Trust is always a judgment - good or bad. We depend on a number of variables to inform how much we trust. The fewer the variables, the easier and more willing we are to trust. So a tool we can judge and trust based on the materials it was made from and the experience we have with it. A person, however, is far more complex and volatile.
We gauge trust in a person on our interaction with them, but there’s something we do even before we interact - we allow ourselves some measure of vulnerability. This initial vulnerability is what sparks a chance at trust. What is vulnerability? It is allowing another a chance to see a portion of your inner self. We accept that we may be judged when doing this, and if we are not we feel accepted and can begin to build trust with someone new!
When we’re children we learn to trust our parents immediately because we are not yet aware of what judgment is. Broken trust from child to parent is often the most hurtful because of this. Parent child trust relationships are difficult for another reason: while an adult may guard their vulnerability, only letting a new person see what they want them to; a child begins purely vulnerable and innocent, then learns to hide their inner self. So a child will begin to build walls around their “self,” even if the parent has done nothing to breach their trust. On the other hand, because parents are so intimately familiar with their children, they will often reveal a child’s vulnerability without even realizing it.

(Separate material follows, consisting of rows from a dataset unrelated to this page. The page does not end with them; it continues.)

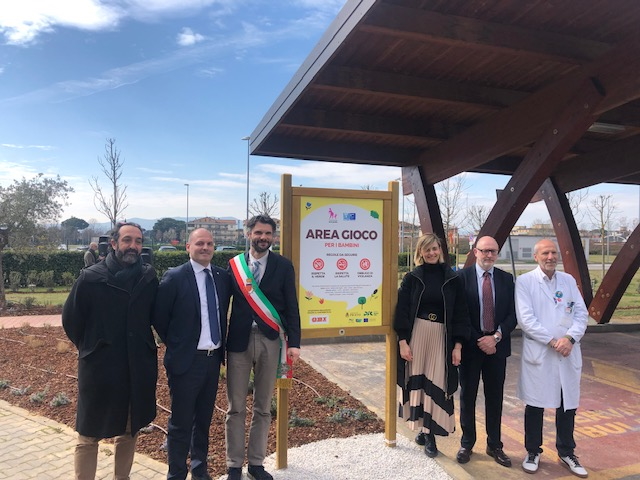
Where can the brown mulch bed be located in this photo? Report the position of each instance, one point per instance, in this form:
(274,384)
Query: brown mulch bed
(43,361)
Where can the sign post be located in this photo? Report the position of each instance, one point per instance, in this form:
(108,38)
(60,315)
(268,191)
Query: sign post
(343,244)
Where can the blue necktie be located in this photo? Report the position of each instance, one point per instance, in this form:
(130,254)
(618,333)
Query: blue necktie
(213,307)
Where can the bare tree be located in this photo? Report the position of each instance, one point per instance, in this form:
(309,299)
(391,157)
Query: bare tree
(476,216)
(265,204)
(450,195)
(114,204)
(603,211)
(576,199)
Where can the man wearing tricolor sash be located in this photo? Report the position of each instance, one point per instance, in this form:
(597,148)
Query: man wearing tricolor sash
(264,336)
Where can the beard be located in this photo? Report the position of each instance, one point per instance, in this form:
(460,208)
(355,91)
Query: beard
(260,246)
(127,257)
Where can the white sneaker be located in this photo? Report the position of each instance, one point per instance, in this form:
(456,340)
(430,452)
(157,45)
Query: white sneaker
(572,463)
(530,463)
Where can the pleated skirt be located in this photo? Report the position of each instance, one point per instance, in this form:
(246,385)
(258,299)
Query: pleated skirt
(423,402)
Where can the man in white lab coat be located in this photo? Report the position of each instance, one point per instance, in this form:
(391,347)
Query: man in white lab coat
(553,319)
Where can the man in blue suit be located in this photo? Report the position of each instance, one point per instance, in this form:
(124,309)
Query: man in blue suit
(191,319)
(490,297)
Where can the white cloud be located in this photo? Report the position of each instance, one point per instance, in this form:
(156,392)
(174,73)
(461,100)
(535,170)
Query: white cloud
(188,37)
(22,22)
(37,147)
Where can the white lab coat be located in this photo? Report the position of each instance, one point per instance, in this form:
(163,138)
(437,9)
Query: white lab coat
(543,315)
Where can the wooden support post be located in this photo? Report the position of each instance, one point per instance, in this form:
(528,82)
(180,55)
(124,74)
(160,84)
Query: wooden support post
(560,136)
(617,279)
(574,260)
(283,385)
(390,404)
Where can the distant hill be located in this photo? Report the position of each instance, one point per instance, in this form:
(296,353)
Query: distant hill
(148,224)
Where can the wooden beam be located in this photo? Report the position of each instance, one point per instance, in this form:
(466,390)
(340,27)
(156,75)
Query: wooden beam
(337,151)
(574,260)
(426,201)
(536,167)
(617,279)
(522,123)
(427,26)
(332,40)
(618,160)
(429,130)
(358,80)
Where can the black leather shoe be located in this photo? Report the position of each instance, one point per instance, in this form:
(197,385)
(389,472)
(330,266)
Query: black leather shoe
(257,472)
(234,473)
(202,476)
(464,455)
(499,456)
(430,448)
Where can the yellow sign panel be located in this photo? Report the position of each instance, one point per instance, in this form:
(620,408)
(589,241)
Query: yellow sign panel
(341,266)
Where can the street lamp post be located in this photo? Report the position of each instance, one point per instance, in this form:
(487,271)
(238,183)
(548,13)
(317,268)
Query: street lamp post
(186,225)
(246,220)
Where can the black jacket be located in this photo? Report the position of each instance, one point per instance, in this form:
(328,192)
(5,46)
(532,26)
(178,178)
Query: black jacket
(278,284)
(117,354)
(505,312)
(456,317)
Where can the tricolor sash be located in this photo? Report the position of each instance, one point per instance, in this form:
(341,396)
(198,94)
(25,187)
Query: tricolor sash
(263,308)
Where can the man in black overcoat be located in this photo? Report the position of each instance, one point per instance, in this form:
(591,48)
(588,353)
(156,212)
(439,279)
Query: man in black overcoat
(108,317)
(485,354)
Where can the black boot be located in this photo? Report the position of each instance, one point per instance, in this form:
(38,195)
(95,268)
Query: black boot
(430,448)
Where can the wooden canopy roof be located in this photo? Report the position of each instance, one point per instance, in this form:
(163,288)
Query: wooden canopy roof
(464,85)
(543,90)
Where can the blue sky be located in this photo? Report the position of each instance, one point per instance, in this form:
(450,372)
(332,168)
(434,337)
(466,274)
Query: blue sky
(177,83)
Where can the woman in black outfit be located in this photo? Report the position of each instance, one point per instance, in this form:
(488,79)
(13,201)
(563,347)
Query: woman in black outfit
(431,321)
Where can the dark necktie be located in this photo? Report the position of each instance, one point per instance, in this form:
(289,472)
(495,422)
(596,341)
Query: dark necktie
(256,272)
(487,304)
(213,307)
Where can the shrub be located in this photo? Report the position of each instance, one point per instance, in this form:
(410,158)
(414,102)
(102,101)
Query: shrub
(20,391)
(331,401)
(59,400)
(68,278)
(38,397)
(29,302)
(33,277)
(15,279)
(46,279)
(350,413)
(296,421)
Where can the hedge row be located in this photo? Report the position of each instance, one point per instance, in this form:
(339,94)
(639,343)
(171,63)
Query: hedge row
(60,262)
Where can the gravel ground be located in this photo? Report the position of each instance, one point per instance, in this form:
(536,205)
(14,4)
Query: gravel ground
(362,456)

Eventually we realize, usually after some disgruntled teen years, that our parents are learning right along with us and they shouldn’t be punished for loving us to the best of their ability.

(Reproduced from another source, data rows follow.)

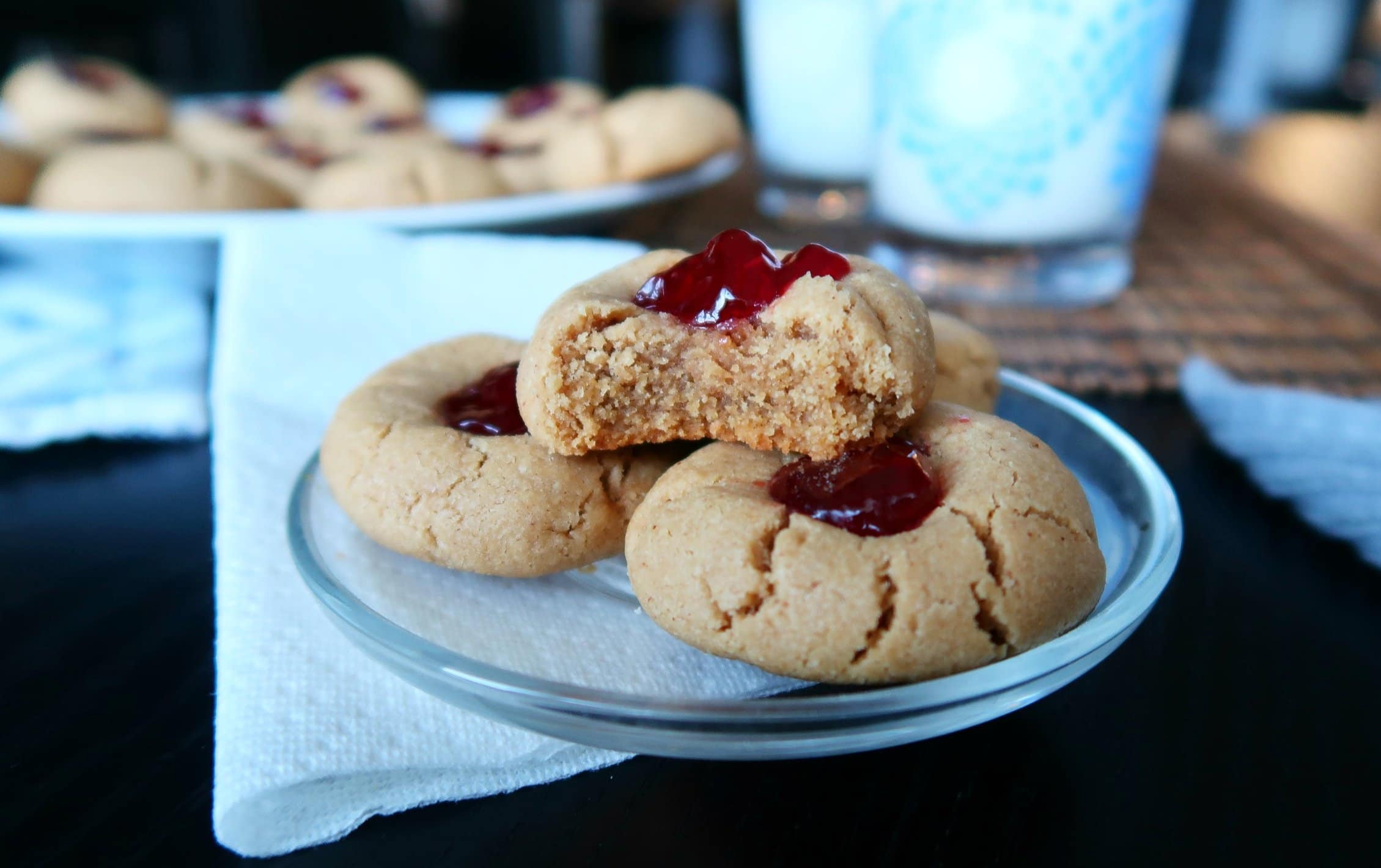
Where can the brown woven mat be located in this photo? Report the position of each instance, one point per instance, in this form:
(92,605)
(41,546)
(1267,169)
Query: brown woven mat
(1221,271)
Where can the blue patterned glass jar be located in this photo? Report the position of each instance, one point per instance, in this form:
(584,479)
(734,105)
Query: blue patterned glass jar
(1021,122)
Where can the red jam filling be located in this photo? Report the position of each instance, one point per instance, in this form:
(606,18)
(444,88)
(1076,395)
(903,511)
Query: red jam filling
(334,87)
(89,75)
(529,101)
(876,491)
(487,408)
(734,279)
(246,114)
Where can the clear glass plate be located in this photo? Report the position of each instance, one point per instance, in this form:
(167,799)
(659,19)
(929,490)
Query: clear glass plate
(503,649)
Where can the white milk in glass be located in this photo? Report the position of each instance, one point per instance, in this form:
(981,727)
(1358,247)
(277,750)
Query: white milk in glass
(1020,122)
(809,78)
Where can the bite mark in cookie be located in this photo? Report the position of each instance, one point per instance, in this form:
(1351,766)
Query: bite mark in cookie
(829,365)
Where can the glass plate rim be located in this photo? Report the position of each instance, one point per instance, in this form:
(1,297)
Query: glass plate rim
(380,635)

Trust in romance can be very difficult as well. It begins just like any new encounter, except for a funny thing called attraction. When we’re attracted to someone, we’re often willing to make that vulnerability leap very quickly. We may reveal too much and feel foolish, or we may have been burned by the opposite sex enough times in the past that we are unwilling to make that first leap of vulnerability. Some of you may even be like me and do both! I’ve had a very hard time approaching women because of how hurt I’ve been in the past. Then when I finally do take that initial leap of vulnerability I end up punishing myself for the things I chose to say (see that? not only a lack of trust but self-judgment as well).

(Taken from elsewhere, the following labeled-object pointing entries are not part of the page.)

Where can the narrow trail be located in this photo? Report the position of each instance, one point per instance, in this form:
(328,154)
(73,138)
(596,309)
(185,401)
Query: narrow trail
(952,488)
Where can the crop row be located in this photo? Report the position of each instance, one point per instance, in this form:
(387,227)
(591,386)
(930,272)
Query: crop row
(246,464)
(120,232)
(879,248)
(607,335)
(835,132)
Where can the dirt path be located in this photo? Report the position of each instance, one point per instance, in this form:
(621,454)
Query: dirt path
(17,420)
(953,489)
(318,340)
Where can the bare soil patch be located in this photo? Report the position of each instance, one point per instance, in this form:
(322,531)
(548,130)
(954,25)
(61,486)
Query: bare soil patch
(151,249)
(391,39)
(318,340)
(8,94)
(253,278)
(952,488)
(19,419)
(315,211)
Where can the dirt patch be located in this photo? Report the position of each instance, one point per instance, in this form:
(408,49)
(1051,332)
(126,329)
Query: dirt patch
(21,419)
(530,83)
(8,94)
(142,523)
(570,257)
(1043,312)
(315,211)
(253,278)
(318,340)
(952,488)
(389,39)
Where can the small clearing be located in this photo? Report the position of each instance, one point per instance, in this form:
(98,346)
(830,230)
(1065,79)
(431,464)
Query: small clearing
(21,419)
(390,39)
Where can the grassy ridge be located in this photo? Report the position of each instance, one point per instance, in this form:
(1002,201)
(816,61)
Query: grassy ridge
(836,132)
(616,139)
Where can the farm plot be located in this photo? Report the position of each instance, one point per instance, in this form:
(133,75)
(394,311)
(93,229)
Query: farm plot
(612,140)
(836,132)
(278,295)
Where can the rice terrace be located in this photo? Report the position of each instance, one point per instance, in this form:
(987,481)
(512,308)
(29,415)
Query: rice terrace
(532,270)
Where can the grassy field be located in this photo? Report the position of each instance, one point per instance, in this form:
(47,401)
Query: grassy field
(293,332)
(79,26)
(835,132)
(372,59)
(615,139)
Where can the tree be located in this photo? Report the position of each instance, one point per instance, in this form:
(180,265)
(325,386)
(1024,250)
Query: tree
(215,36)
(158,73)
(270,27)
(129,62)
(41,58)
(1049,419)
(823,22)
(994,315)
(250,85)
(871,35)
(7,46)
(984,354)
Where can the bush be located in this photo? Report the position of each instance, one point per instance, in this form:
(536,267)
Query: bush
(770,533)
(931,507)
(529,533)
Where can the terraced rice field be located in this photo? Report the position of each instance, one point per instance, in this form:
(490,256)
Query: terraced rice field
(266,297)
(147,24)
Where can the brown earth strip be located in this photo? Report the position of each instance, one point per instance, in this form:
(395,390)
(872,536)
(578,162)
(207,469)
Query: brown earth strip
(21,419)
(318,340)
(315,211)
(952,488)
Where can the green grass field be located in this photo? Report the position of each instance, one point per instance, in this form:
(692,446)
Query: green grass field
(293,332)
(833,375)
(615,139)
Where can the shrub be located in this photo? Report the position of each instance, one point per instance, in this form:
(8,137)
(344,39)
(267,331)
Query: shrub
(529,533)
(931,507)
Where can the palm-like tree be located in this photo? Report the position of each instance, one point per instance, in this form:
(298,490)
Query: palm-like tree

So what are the common themes in trust? Vulnerability, fear of judgment, and interaction. If any one of these breaks down trust is impossible. If a significant other stops interacting, we begin to question the relationship and trust is damaged. If a friend tells us our idea is stupid, we may trust them less—or even worse, trust ourselves less. The end result is we are less willing to make the initial leap of vulnerability and reach out to others. Reaching out to people is so important, none of us want to feel alone in the world and we use trust as a bridge to connect us. Fore what is trust other than faith in our fellow man? It’s no wonder we have so little faith in the world when we feel we can’t even trust our friends, family and neighbors!
The old things, the things we have wanted to trust in for so long - like Church and Government - have lost the trust of the people long ago. In truth these are just things, things with honest and good intentions, things with people who want nothing more than to do good in the world. Individuals are imperfect and can do a myriad of things to break our trust. Our goal should be Christ-like, to love flawed people and forgive their trespasses against us, fore only through and encouraged by love are people willing to make the leap of vulnerability and connect with their fellow man.
In the end trust in organizations is tantamount to idol worship. Not the individuals within the organization, but the idea that the organization is an entity unto itself. The real lesson from trust comes down to faith. Faith in God, the Universe, energy or our place in the collective unconscious mind. When we have faith , we believe that our world is working through us and through others. That those who hurt us were put in our path to learn something from us, and us from them. So be vulnerable! Love thy self, then you can truly love thy neighbor!